Herbie Miller, ‘Titus’ react to national honours
Each year, on Heroes Day, Jamaicans gather around their television sets to watch the parade across the lawns of King’s House to see who has accomplished enough to be recognised by the nation. This year, the tradition continues, and will include actors, musicians, dancehall stars, and even some musical academics.
Marley matriarch, Rita, who has spent the better part of 2019 collecting awards and honours, will be appointed another. She is now a member of the Order of Jamaica (OJ) for outstanding contribution to the popularisation of Jamaican music. Prolific music producer Gussie Clarke, international dancehall star Sean Paul, and historian Herbie Miller will be appointed to the Order of Distinction in the rank of commander.
Immediately recognisable for comedic antics and an inimitable grin, actor Glen ‘Titus’ Campbell along with drummer Desmond ‘Desi’ Jones and (posthumously) reggae singer Jacob Miller will be appointed to the Order of Distinction in the rank of officer.
“I must humbly appreciate this honour. One does these things without looking for this sort of thing. But it’s difficult for me to judge why anyone thinks I ought to have this honour,” Herbie Miller told The Gleaner.

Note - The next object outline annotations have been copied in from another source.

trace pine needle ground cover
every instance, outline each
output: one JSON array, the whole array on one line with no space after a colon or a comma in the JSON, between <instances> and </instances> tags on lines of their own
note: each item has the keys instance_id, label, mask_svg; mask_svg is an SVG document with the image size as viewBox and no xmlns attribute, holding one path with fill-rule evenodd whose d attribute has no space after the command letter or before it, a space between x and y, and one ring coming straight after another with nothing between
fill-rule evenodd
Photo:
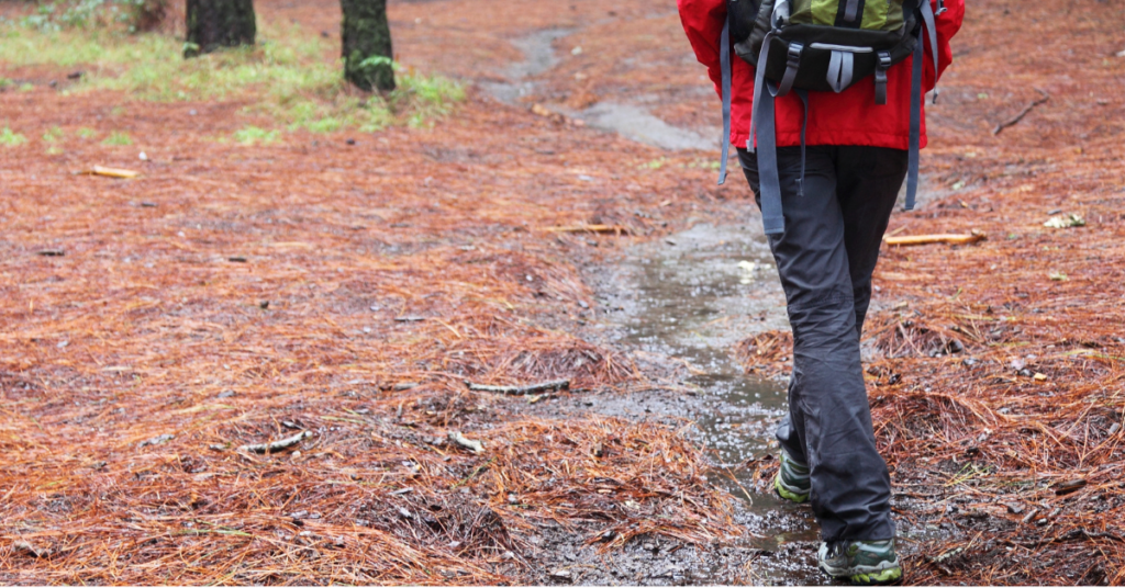
<instances>
[{"instance_id":1,"label":"pine needle ground cover","mask_svg":"<svg viewBox=\"0 0 1125 588\"><path fill-rule=\"evenodd\" d=\"M642 92L669 120L713 123L672 4L573 4L510 19L484 0L398 4L399 61L471 80L519 58L507 38L588 26L559 43L532 100ZM87 65L6 53L0 579L541 582L555 561L537 543L544 530L606 553L652 536L735 541L732 498L703 478L708 452L686 423L532 416L534 398L464 380L567 378L567 399L657 388L631 350L585 336L613 309L579 265L721 218L745 187L713 188L711 154L471 90L436 90L453 98L420 124L423 107L388 106L378 130L295 126L271 84L244 73L289 58L282 47L290 63L335 67L331 38L302 49L334 31L333 6L262 2L267 26L297 19L304 40L216 56L212 70L236 79L209 78L227 88L216 93L183 82L196 64L129 78L130 46L177 54L169 39L114 40L125 57ZM876 273L876 433L898 516L934 531L904 544L909 582L1125 578L1122 8L1089 0L1060 19L983 2L927 105L939 196L890 230L988 238L886 248ZM628 42L595 51L606 18ZM1065 51L1038 51L1048 37ZM644 60L628 61L632 46ZM261 75L280 83L280 71ZM351 96L314 73L296 83L298 103L323 109L307 120L362 108L338 107ZM993 135L1036 88L1050 100ZM93 165L141 174L75 173ZM1084 225L1044 226L1070 214ZM549 230L575 225L616 228ZM747 365L783 370L785 335L755 337ZM298 435L276 453L242 449Z\"/></svg>"}]
</instances>

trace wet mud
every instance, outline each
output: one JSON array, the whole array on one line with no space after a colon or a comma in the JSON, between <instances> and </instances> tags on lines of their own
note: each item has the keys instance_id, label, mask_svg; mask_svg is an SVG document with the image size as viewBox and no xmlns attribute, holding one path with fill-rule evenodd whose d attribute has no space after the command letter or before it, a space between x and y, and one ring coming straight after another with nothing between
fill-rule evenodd
<instances>
[{"instance_id":1,"label":"wet mud","mask_svg":"<svg viewBox=\"0 0 1125 588\"><path fill-rule=\"evenodd\" d=\"M706 447L711 483L731 495L745 534L729 543L685 545L639 537L621 550L578 548L573 534L543 534L551 557L543 581L608 585L826 584L816 568L818 527L807 506L760 491L753 463L768 460L785 410L782 382L747 376L732 358L748 334L785 328L784 297L760 219L731 203L729 223L700 220L666 238L624 248L585 268L602 317L591 340L624 347L651 389L568 396L543 416L600 414L683 427Z\"/></svg>"},{"instance_id":2,"label":"wet mud","mask_svg":"<svg viewBox=\"0 0 1125 588\"><path fill-rule=\"evenodd\" d=\"M512 46L523 54L523 60L503 69L502 74L506 80L479 80L478 85L507 106L530 106L525 105L524 101L537 93L537 88L540 84L536 76L549 72L559 63L559 57L555 52L555 43L572 35L575 30L573 28L550 28L512 39ZM639 98L644 99L644 97ZM639 103L640 101L630 103L604 101L582 109L550 103L543 108L580 120L590 127L616 133L626 138L655 147L678 151L713 150L718 146L717 136L708 138L694 129L670 125L654 116Z\"/></svg>"}]
</instances>

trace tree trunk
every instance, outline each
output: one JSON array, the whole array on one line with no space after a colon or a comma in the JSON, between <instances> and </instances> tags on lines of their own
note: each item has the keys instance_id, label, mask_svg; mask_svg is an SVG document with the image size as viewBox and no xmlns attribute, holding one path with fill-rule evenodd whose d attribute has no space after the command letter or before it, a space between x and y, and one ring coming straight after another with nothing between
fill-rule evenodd
<instances>
[{"instance_id":1,"label":"tree trunk","mask_svg":"<svg viewBox=\"0 0 1125 588\"><path fill-rule=\"evenodd\" d=\"M219 47L253 45L253 0L188 0L188 42L184 57L210 53Z\"/></svg>"},{"instance_id":2,"label":"tree trunk","mask_svg":"<svg viewBox=\"0 0 1125 588\"><path fill-rule=\"evenodd\" d=\"M340 0L340 8L344 78L367 91L394 90L387 0Z\"/></svg>"}]
</instances>

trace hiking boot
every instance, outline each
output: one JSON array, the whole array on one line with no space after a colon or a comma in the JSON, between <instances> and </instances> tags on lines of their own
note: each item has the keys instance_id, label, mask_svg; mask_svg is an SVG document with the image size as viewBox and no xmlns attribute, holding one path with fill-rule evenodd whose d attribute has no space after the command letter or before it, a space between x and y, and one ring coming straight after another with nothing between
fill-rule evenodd
<instances>
[{"instance_id":1,"label":"hiking boot","mask_svg":"<svg viewBox=\"0 0 1125 588\"><path fill-rule=\"evenodd\" d=\"M858 586L902 580L902 567L894 554L893 539L821 542L817 561L828 576L846 578Z\"/></svg>"},{"instance_id":2,"label":"hiking boot","mask_svg":"<svg viewBox=\"0 0 1125 588\"><path fill-rule=\"evenodd\" d=\"M774 490L777 496L801 504L809 499L811 489L809 467L798 463L784 449L781 450L781 468L777 468L777 476L774 478Z\"/></svg>"}]
</instances>

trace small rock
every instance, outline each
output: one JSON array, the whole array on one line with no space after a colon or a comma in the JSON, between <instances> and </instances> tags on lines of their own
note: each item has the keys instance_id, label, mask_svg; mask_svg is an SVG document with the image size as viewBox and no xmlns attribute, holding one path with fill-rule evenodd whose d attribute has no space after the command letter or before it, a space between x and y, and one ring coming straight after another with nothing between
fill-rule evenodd
<instances>
[{"instance_id":1,"label":"small rock","mask_svg":"<svg viewBox=\"0 0 1125 588\"><path fill-rule=\"evenodd\" d=\"M16 541L11 544L11 546L16 551L21 551L35 558L46 558L47 555L51 555L51 550L36 548L26 541Z\"/></svg>"},{"instance_id":2,"label":"small rock","mask_svg":"<svg viewBox=\"0 0 1125 588\"><path fill-rule=\"evenodd\" d=\"M168 443L173 438L176 438L176 435L172 435L170 433L164 433L163 435L156 435L155 437L152 437L150 440L142 441L141 443L137 443L137 446L143 447L145 445L160 445L162 443Z\"/></svg>"}]
</instances>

The difficulty comes from Miller’s steadfast, passionate pursuit to ‘liberate minds’, motivated solely by his love for country. “Everything I’ve ever done, especially the Jamaican things I’ve done, are done with a sense of nationalist pride. I did it because I was Jamaican and felt as though the things that interested me, that I know a little bit about ... that if I added my little bit to all the other little bits – it would add to a greater, grander narrative of what Jamaica is all about.”
In a career spanning 38 years, Glen Campbell wasn’t necessarily looking for accolades either, though the thought may have crossed his mind as a youngster. “From a very tender age, I would wake up on Heroes Day, and that would be the thing you do in the mornings. You watch the awards, then you go about the rest of the day. A few times, I thought ‘I wonder if I will get to that stage?’ And here it is,” he said.
The beloved actor describes the recognition as humbling and surreal, but acknowledges that he has been rewarded time and time again – from a dedicated, receptive audience. “One of the most gratifying things is to see a happy audience at the end of the night. Or, you’re walking on the road and somebody say ‘Mr Campbell’, or ‘Titus’, or ‘eediat!’ They appreciate the work that you do. Or they say, ‘Ah yuh make me can go through the day. I remember something and just smile.’ It keeps them going. That feels good.”
Miller also has pleasant feelings about being honoured, with the hope that he has been recognised for his true intention.
“I am humbled that our nation finds it fit to honour me with this citation. Everything I do is to build up this nation, to eradicate from their minds the colonial imperialist mentality that has kept them bonded to plantations, and that plantation continues to exist in the minds of too many. Every single thing I do is to help to liberate the mind. I’d like to know that that is what they’ve seen in the work I’ve done,” Miller said.